ROME (Reuters) - Italy recalled its ambassador from New Delhi on Friday after two Italian members of an anti-piracy unit were charged with the murder of two Indian fishermen in an escalation of an increasingly tense diplomatic dispute.
The Italian marines, who were members of a security detachment protecting the merchant vessel Enrica Lexie, have been held in Kerala since being arrested by local authorities in February.
Italy’s foreign ministry said it was recalling its ambassador for consultations “in light of the situation in Kerala and the charges against the two Italian servicemen Massimiliano Latorre and Salvatore Girone”.
Latorre and Girone were stationed on a merchant ship off the southern Indian coast tasked with protecting it from pirate attacks. They fired warning shots at a fishing boat on February 15, believing it to be a pirate vessel, they said.
A spokesman for India’s foreign ministry said the fact that Italy had recalled its ambassador did not indicate relations had soured.
“Calling back for consultation is not unusual and they have not told us it is anything unusual. Our understanding is that it is for consultation, not for recall,” said the spokesman, who asked not to be named.
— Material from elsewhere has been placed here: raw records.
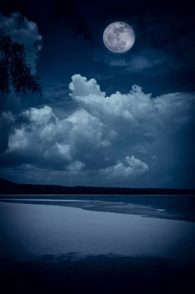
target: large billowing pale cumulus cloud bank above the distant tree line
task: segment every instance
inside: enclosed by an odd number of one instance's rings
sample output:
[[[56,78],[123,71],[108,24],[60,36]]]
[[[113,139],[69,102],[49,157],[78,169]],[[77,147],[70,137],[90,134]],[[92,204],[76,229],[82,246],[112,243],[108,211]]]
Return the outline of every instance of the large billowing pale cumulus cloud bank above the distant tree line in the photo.
[[[14,165],[20,176],[23,171],[34,174],[34,179],[38,169],[49,178],[52,174],[55,183],[66,179],[66,184],[114,185],[117,180],[118,185],[131,186],[140,185],[148,174],[151,180],[159,163],[162,170],[163,163],[164,170],[173,165],[170,138],[190,121],[193,94],[152,98],[134,85],[129,93],[118,91],[108,97],[95,79],[80,74],[72,76],[69,89],[77,108],[64,118],[47,105],[28,108],[18,118],[4,114],[13,124],[4,165]]]

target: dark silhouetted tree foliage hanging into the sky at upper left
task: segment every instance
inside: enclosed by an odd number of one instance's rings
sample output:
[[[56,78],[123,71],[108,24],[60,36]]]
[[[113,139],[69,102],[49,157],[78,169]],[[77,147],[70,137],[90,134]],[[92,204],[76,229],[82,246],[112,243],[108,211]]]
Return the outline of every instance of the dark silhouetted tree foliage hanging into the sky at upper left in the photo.
[[[46,7],[49,10],[48,21],[64,19],[65,27],[72,27],[74,37],[83,34],[84,40],[90,41],[93,46],[93,38],[85,19],[76,11],[76,0],[46,0]],[[25,17],[24,0],[13,3],[12,1],[9,3],[8,0],[6,8],[2,9],[1,13],[9,17],[12,12],[16,13],[16,22],[22,24]],[[31,94],[42,96],[41,85],[38,83],[40,77],[31,74],[31,67],[25,61],[25,50],[28,49],[25,49],[23,44],[13,41],[12,37],[0,28],[0,91],[9,93],[12,84],[17,96],[21,92],[25,94],[26,90],[30,90]]]

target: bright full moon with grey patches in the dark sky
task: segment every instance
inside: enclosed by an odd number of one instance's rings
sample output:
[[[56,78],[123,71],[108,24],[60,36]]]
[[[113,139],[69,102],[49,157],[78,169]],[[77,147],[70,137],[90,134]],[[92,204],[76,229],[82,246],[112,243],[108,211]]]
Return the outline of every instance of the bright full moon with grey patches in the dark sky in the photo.
[[[103,43],[114,53],[124,53],[131,49],[135,42],[135,33],[132,27],[123,22],[108,25],[103,33]]]

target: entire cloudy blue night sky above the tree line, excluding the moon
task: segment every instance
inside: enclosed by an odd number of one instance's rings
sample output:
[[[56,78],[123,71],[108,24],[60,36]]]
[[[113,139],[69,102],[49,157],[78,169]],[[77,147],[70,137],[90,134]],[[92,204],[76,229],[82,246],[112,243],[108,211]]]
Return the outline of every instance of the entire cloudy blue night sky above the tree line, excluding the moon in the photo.
[[[40,3],[41,2],[41,3]],[[42,3],[43,2],[43,3]],[[44,1],[22,25],[0,14],[41,76],[43,97],[0,93],[0,177],[18,183],[195,189],[195,17],[188,1],[82,0],[94,46]],[[132,26],[113,53],[107,25]],[[104,93],[105,92],[105,93]]]

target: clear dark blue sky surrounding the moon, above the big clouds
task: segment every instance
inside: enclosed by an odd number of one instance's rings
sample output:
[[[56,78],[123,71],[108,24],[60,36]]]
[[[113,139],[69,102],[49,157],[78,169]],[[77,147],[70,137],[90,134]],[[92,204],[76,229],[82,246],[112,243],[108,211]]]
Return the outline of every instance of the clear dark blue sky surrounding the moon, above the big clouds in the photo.
[[[95,72],[97,75],[110,74],[115,75],[113,84],[116,84],[117,80],[120,84],[120,89],[117,90],[121,91],[129,91],[124,81],[126,78],[130,84],[142,83],[146,91],[151,91],[149,84],[152,75],[153,84],[156,85],[155,89],[152,89],[154,95],[167,93],[167,90],[195,90],[193,80],[195,20],[193,9],[188,3],[183,7],[183,4],[171,5],[165,1],[163,3],[147,1],[147,4],[145,1],[135,1],[130,4],[129,1],[123,1],[122,5],[118,0],[78,2],[77,10],[85,16],[94,37],[93,49],[89,42],[83,41],[83,36],[74,39],[72,30],[64,29],[64,20],[59,23],[46,22],[47,11],[44,4],[40,8],[38,2],[34,10],[26,7],[26,15],[38,25],[39,33],[44,36],[44,47],[37,65],[40,75],[47,76],[49,81],[59,81],[62,78],[64,81],[64,75],[67,73],[69,82],[70,74],[76,71],[85,76],[88,76],[89,72],[91,74]],[[40,14],[36,13],[37,10]],[[108,51],[102,40],[105,27],[118,20],[129,23],[136,34],[133,48],[120,56]],[[109,61],[113,59],[126,60],[128,63],[134,56],[143,56],[151,63],[159,60],[159,63],[133,72],[128,71],[126,67],[109,65]],[[95,60],[96,58],[99,62]],[[53,71],[50,71],[50,67]],[[69,69],[66,73],[64,73],[65,67]],[[106,86],[108,81],[103,84]]]

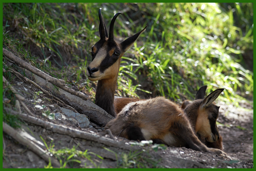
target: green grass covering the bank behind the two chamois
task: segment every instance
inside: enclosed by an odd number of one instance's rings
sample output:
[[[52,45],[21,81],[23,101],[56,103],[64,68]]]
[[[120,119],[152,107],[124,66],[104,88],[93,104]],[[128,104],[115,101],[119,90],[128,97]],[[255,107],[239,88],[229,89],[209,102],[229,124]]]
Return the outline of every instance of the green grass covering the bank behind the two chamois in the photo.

One of the murder charges carries a maximum penalty of life imprisonment, but another can be punished by death, though the central government would have to approve that. India has not used the death penalty for several years, the state’s deputy public prosecutor K.O. Raju told Reuters.
The marines will appear in court on May 25, when a charge sheet will be presented to them, and the trial could begin shortly afterwards, Raju said.
The Enrica Lexie entered the Indian port of Kochi on February 20 after the authorities asked its crew to help identify some suspected pirates.
The marines were then arrested by some 30 armed Indian officials in what the Italian foreign minister said was “subterfuge by the local police”.
India has ignored Italy’s protests that jurisdiction over the marines should lie with Rome because the incident occurred in international waters.
Speaking on Indian television, Italy’s Deputy Foreign Minister Staffan de Mistura said on Friday that the Indian legal process was taking too long and vowed to take the case to the Supreme Court if the verdict in Kerala went against the marines.
He made no mention of the ambassador being recalled.